Courant semaine du 15 au 19 Mai 2006, l’affaire des
prisonniers politiques du Togo a connu un
rebondissement avec l’arrivée d’une délégation du
Comité International de la Croix Rouge
Internationale (CICR), venue de Genève, qui a
sillonné certaines prisons du Togo afin de constater
de visu ce qui se passe.
Outre Aného et certaines villes de l’intérieur, le
CICR a rendu visite aux prisonniers de Lomé où les
membres de la délégation auraient interrogé les
détenus politiques incarcérés depuis juillet 2005 à
savoir : l’Adjudant Kpakpo, les Sergents Folly et
Akakpo, le Caporal-chef Amétékpé, M. da Silveira
Hermès Woamédé (leader de l’Alliance des Patriotes
pour l’Unité et l’Action- APUA-), Mr Tudzi Kossi
représentant de l’Union des Forces de Changement (UFC)
à Koussoutou (Kpalimé). On se rappelle que tous
avaient été accusés de « tentative de coup d’Etat
contre Faure Gnassingbé ».
Le second groupe qui aurait été
également interrogé par la délégation du CICR est
composé de : Azonlédji Kossi Djomo, Abbey Anaté
André, Akoumey Koffi Adodo… Tous militants de l’UFC.
Ils sont accusés d’avoir plastiqué le bureau de
poste de Tokoin Habitat à côté du CHU Tokoin.

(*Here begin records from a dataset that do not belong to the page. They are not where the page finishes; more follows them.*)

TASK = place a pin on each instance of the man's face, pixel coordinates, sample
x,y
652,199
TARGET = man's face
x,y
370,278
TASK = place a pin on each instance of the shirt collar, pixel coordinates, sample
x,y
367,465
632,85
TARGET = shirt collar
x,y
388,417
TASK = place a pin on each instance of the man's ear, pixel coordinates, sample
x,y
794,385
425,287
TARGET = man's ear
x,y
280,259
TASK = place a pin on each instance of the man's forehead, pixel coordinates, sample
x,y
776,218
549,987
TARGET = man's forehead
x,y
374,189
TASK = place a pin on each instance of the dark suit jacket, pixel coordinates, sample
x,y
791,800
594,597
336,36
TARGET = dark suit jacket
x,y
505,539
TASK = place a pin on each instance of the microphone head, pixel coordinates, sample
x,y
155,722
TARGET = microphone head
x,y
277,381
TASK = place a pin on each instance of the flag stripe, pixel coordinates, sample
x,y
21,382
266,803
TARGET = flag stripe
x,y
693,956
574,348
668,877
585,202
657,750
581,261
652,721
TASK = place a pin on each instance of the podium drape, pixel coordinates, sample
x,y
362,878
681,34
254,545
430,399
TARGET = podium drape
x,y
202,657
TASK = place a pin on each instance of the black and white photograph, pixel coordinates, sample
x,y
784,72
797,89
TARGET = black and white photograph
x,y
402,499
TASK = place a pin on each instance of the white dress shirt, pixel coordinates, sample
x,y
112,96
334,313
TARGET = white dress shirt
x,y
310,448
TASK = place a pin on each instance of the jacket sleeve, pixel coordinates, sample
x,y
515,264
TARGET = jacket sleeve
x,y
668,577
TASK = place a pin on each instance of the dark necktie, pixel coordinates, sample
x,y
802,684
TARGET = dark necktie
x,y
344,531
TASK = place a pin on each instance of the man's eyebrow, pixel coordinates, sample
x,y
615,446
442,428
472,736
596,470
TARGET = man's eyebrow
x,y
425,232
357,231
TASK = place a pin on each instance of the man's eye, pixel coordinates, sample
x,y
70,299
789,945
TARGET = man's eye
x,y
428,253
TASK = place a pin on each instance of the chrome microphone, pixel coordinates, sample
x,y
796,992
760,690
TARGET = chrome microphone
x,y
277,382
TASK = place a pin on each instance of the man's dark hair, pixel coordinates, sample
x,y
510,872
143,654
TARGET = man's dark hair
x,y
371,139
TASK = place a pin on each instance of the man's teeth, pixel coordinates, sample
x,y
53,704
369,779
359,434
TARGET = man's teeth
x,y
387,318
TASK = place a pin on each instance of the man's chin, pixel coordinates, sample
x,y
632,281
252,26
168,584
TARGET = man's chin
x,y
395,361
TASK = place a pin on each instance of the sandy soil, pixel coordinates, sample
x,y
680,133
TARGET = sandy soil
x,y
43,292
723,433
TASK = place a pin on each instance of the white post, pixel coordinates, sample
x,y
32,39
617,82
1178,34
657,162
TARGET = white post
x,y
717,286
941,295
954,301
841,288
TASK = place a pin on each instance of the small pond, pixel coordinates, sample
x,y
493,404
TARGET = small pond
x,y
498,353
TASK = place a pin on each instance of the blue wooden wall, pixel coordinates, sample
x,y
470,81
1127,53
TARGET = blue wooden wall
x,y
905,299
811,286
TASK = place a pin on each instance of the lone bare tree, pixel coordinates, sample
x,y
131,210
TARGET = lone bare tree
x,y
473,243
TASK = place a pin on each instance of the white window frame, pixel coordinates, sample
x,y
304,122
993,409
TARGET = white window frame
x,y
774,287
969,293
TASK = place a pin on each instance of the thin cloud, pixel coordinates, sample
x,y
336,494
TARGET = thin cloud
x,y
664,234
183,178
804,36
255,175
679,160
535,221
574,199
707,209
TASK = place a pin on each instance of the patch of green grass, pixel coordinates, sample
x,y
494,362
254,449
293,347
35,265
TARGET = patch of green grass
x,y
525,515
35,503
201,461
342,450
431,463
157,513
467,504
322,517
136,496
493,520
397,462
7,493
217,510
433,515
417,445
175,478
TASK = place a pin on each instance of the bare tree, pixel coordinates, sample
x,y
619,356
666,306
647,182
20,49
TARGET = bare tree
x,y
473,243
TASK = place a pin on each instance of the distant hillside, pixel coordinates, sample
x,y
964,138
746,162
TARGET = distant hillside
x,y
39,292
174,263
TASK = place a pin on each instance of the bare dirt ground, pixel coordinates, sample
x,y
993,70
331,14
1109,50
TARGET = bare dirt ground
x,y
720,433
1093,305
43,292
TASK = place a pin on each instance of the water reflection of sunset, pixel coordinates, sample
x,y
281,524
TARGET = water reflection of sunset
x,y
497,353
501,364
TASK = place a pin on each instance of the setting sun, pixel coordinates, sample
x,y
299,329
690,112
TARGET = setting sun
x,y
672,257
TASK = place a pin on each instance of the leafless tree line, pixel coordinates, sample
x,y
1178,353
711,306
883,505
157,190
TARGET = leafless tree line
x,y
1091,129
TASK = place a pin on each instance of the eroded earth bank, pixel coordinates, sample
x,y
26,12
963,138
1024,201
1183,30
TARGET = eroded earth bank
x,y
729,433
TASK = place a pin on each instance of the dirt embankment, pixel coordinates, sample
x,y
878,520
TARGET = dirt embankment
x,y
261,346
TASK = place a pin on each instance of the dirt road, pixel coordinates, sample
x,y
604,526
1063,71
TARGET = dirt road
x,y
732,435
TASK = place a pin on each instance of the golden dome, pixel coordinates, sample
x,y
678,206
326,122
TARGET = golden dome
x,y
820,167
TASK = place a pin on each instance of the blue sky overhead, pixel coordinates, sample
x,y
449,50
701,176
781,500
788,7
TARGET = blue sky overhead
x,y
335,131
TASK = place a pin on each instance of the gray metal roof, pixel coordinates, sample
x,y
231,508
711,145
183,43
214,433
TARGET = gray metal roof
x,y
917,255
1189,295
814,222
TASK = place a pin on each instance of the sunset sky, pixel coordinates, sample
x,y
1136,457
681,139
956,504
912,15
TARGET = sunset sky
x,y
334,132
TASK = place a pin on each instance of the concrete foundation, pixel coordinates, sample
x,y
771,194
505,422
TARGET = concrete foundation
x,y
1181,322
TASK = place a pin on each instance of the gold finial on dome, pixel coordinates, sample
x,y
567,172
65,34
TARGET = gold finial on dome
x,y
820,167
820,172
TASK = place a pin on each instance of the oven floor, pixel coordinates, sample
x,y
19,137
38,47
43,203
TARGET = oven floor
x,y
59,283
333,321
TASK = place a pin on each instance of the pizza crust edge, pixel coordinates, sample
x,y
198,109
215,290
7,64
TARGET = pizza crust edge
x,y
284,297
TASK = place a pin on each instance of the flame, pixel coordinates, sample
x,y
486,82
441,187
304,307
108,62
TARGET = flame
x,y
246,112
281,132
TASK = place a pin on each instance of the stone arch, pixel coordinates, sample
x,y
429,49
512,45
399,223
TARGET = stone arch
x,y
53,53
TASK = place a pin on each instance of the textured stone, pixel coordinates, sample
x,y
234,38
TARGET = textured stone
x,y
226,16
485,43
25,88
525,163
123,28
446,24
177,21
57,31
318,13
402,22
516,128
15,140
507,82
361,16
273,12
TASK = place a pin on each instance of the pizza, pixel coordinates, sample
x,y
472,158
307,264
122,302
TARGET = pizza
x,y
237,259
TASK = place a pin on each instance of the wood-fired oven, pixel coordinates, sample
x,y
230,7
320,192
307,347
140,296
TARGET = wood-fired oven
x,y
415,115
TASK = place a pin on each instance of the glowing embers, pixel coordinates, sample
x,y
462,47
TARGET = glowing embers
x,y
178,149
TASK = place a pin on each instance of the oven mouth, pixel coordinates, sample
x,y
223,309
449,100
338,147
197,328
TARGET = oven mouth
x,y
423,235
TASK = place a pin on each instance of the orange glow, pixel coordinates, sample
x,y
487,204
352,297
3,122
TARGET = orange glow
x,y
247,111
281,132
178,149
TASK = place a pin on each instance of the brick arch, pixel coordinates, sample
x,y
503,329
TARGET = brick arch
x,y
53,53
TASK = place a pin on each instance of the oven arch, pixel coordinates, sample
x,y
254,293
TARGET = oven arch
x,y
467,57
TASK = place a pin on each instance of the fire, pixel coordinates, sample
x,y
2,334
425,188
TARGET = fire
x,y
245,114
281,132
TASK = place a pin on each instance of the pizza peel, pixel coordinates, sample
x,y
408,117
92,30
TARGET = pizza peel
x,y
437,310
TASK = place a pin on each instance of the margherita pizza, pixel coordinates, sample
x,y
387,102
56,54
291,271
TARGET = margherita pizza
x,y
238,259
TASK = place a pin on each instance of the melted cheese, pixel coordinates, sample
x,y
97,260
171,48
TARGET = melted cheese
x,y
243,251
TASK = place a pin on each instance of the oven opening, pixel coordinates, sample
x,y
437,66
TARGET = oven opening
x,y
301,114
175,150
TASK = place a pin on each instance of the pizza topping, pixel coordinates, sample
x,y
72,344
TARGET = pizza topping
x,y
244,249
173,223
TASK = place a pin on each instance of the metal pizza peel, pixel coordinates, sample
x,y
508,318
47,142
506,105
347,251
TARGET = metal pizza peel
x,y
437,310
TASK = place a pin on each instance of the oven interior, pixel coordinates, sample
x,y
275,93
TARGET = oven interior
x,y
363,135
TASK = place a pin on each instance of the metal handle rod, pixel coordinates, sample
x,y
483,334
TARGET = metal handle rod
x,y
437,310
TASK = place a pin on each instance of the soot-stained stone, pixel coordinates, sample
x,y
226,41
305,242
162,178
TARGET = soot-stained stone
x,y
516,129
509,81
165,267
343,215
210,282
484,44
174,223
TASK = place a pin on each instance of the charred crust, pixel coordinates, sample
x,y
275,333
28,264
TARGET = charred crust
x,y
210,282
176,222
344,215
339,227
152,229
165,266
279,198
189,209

Un troisième groupe aurait été également
interrogé, c’est celui de M. Gaspard, ce réfugié qui
est revenu au bercail et qui a été arrêté et jeté en
prison.
D’après nos informations, la délégation
du CICR a recueilli toutes les informations depuis
leur arrestation, les traitements inhumains
dégradants subis, la durée de détention et les
traitements que les autorités togolaises et la
justice réservent à ce dossier.
Contrairement aux allégations du
gouvernement qui soutient qu’il n’y a plus de
prisonnier politique au Togo, la délégation du CICR
en a rencontré.
Le CICR ayant l’obligation de réserve
produira un rapport confidentiel qui sera remis aux
autorités de notre pays.
Pour notre part, nous ne voulons pas
rentrer dans des polémiques inutiles. Mais ce qu’il
faut cependant noter, c’est que ce problème devrait,
à notre avis, être depuis longtemps réglé dès lors
que les autorités togolaises ne sont pas parvenues à
fournir les preuves de la culpabilité des prévenus.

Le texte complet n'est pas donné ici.